Ondan daha fazlasını başka bir yerde görürse hemen oraya gider.
İşte
buna binaen menfaat bağı aslında “bağ” olma özelliğinden
yoksundur. Ona çağırmak aslı olmayan bir bağa çağırmak
demektir.
2-
Menfaatçilik; düşmanlık ve husumet sebebidir. Zira menfaatler
çatıştığında, fertler arasında çatışma, düşmanlık ve
husumet doğar. Böylece insanlar arasındaki menfaate dayalı
birliktelikler (bütünleşme veya bağlar) hemen düşmanlığa dönüşür.
Şu
halde menfaati amellerin ve birlikteliklerin esası kılmak,
insanlar arasında düşmanlık ve husumet sebebini yerleştirmek
demektir. Nitekim başka hiçbir kıymet, değer ve ölçü
katmadan sırf menfaat esası üzerine oluşan ortaklıkların
hemen hepsinin bir müddet sonra kavga-gürültü, düşmanlık ve
husumetle bittiğine şahit olmuyor muyuz? Hatta bu birliktelikler
“İslami çalışma” adına da olsalar, menfaat ağırlıklı
olduğundan aynen diğer ticari şirketlerde olduğu gibi düşmanlık
ve husumetle son bulmaktadırlar. Başlangıçta birbirlerini
kucaklayanlar, menfaati esas alarak ya da menfaat ağırlıklı
bir birlikteliğe girdiklerinde menfaatlerin çatışması
durumunda birbirlerine kurşun sıkar hale gelirler. Buna da sık
sık şahit olmaktayız.
Buna
binaen menfaat bir birleştirici bağ değil, aslında bir tefrika
unsurudur. Menfaate dayalı birlik çağrıları, aslında
tefrikaya yapılan çağrılardır.
“Ortak
menfaatlerde birleşelim”, “Ülkenin menfaati”, hatta “İslam'ın
menfaati” gibi sloganlarla birlik çağrısında bulunmak ve bu
esaslar üzerine birliktelikler oluşturma gayretlerine girmek,
aslında tefrika ortamının oluşmasına çalışmak demektir. Böylesi
“toplumsal menfaat” çağrıları dahi, birlik değil tefrika
sebebi olur. Zira o noktalarda da insanlar arasında menfaati
tespit, tanım ve ölçmek bakımından anlayış farklılığı vardır.
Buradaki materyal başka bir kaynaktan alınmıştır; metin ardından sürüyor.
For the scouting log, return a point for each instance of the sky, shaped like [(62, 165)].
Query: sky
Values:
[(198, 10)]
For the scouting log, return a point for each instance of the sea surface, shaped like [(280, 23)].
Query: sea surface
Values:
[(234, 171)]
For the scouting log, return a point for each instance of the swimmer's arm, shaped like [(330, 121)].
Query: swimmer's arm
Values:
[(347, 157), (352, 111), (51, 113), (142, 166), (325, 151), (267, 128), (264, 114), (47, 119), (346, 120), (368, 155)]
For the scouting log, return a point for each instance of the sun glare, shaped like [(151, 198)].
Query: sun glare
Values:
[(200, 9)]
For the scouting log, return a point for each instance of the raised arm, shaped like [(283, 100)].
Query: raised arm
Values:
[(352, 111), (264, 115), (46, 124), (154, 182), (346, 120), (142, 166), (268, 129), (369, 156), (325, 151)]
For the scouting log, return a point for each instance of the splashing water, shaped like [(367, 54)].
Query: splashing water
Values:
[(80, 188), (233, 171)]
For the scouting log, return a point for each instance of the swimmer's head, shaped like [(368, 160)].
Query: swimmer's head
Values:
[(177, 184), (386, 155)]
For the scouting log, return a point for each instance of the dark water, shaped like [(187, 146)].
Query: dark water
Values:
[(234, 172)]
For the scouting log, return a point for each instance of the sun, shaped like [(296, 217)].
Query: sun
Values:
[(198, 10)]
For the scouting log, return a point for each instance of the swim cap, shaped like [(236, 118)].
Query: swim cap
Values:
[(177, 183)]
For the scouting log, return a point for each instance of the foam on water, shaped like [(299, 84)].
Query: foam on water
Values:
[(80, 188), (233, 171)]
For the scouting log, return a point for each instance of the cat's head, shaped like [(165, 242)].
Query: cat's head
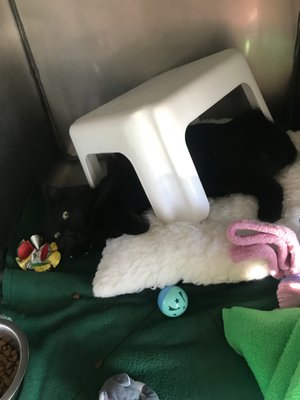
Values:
[(68, 219)]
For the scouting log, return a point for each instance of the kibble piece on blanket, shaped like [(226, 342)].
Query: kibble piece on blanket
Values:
[(9, 361)]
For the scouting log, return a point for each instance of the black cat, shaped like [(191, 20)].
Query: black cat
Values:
[(79, 218), (241, 156)]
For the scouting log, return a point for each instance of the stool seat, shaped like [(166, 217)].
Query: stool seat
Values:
[(148, 125)]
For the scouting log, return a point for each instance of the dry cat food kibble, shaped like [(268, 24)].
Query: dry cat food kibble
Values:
[(9, 362)]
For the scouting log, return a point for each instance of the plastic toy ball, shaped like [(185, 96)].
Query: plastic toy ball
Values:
[(172, 301)]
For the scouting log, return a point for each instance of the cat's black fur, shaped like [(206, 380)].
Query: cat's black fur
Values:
[(241, 156)]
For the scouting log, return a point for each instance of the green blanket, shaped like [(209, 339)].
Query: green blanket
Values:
[(77, 341), (270, 342)]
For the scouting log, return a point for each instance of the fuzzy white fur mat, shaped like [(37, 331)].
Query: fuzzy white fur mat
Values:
[(191, 252)]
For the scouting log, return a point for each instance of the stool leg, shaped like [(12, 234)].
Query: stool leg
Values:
[(172, 184)]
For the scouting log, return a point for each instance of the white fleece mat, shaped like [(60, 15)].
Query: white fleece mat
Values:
[(191, 252)]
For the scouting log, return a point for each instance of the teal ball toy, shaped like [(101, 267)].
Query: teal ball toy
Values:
[(172, 301)]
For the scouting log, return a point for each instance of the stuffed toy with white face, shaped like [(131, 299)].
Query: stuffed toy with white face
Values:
[(122, 387)]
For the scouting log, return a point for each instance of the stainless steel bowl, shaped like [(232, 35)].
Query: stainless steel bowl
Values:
[(13, 335)]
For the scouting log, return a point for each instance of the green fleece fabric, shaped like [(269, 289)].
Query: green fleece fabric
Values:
[(270, 342), (77, 341)]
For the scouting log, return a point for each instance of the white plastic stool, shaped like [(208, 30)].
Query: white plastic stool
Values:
[(148, 124)]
Birisinin o noktada menfaat gördüğünü başkası zarar görebilir
ve buradan da tefrika baş gösterir. Nitekim günümüzde
Müslümanlar arasında oluşan bir çok cemaatlerde teşkilatlarda
“Müslümanların ortak menfaatini” hatta “İslam’ın
menfaatini (!)” temin etme gayreti, çağrısı ve gayret içinde
olduklarını söylemelerine rağmen, aralarında hiçbir
birliktelik ve hatta bir dayanışma dahi sağlayamamaktadırlar.
Ayrı olmaları ve ayrı kalmaları şer’an caiz olmayan
hususlarda dahi ayrı kalmakta, hatta birbirlerine düşmanca tavır
almaktalar. Neden? Çünkü , her cemaat kendisine göre bir “Müslümanların
ortak menfaati”, “İslam’ın menfaati” tanımı yapmak
diğerinin tanımı ile çelişkiye düşmektedir. Hatta o
cemaatlerin kendi fertleri arasında dahi sürekli birliktelik fazla
görülmemektedir. Zira menfaat anlayışı değişince, o
cemaatten düşman olarak ayrılmaktadırlar.
Buna
binaen ne ufak ne de büyük boyutta menfaatçilik, asla birlik
unsuru değil ancak ayrılık unsurudur. Fitne ve tefrika sebebidir.
3-
Menfaatçiliği hayatta amellerin ve değerlerin tek ölçüsü kılmak,
insanları vahşi mahluk, toplumları da hayvanlardan da vahşi ve
alçak topluluklar sürüsüne dönüştürür. Hayatta insana
yaraşan tüm değerler insani, ahlaki, ruhi değerler silinir.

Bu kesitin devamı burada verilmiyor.